7. Try Not to Make It Public
You should not make your concerns widespread by going to the press or posting them on social media. If you do, you risk losing your whistleblower protection.
If My Employer Punishes Me for Whistleblowing, Could I File an Employment Tribunal Claim?
Some employers don’t handle whistleblowers very well and could end up turning hostile against you. In many instances, they could take the following actions against you (among others):
- Harass or victimised you
- Put pressure on you to quit your job
- Restrict access to benefits or bonuses
- Dismiss or demote you
Likewise, if you are victimised or receive detrimental treatment because of your whistleblowing, you can resign from your position and file a constructive dismissal claim alleging a breach of mutual trust (which has virtually the same effect as an unfair dismissal claim).
Whistleblowing dismissal claims must be made within three months of the termination date.

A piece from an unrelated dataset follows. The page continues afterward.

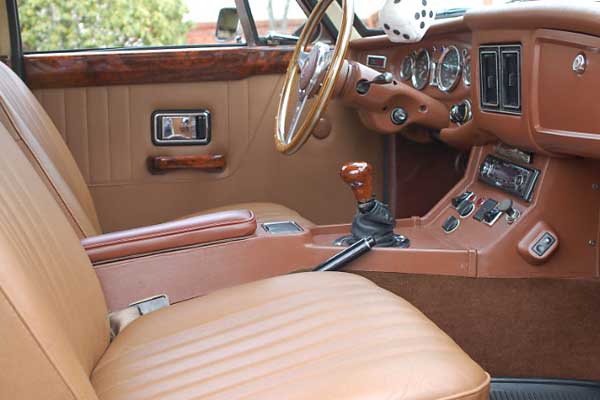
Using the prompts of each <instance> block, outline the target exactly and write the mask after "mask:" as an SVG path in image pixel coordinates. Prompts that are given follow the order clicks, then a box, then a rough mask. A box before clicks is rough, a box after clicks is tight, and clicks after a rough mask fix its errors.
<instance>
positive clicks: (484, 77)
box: [479, 45, 521, 114]
mask: <svg viewBox="0 0 600 400" xmlns="http://www.w3.org/2000/svg"><path fill="white" fill-rule="evenodd" d="M479 65H480V76H481V80H480V89H481V109H482V110H484V111H491V112H500V113H508V114H521V46H520V45H501V46H482V47H480V48H479Z"/></svg>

However, you’d have to notify Acas (the Advisory, Conciliation, and Arbitration Service) first, who will then open an early conciliation process.
In cases of mistreatment, you can always try to sort things out internally by raising a grievance directly to your employer, who should grant you the opportunity to make your case in a hearing.
If you witnessed egregious wrongdoing on the part of coworkers or your superiors and don’t know what to do, you should talk to an employment expert who can guide you. It’s also important to seek help from one of our specialist employment law solicitors when faced with pushback and threats from your employer after you “blew the whistle”.
For expert legal advice on whistleblowing concerns, get in contact with our employment team by calling 03334149244. We would be more than honoured to take your case.
You could make an anonymous disclosure. Nonetheless, some circumstances could prevent the prescribed person from taking further measures unless your identity and other personal details are provided. Moreover, you likely won’t be able to prove that any unfair treatment is a result of your whistleblowing.
You could reveal your personal details and request that they remain confidential if you fear serious reprisals from the perpetrators.
You will not have the chance to intervene in the proceedings, though the body or person responsible can keep you posted about the actions they took.
A settlement agreement should not contain any “gagging clauses” that prevent you from making protected disclosures, considering how, on many occasions, you’re legally obliged to do so.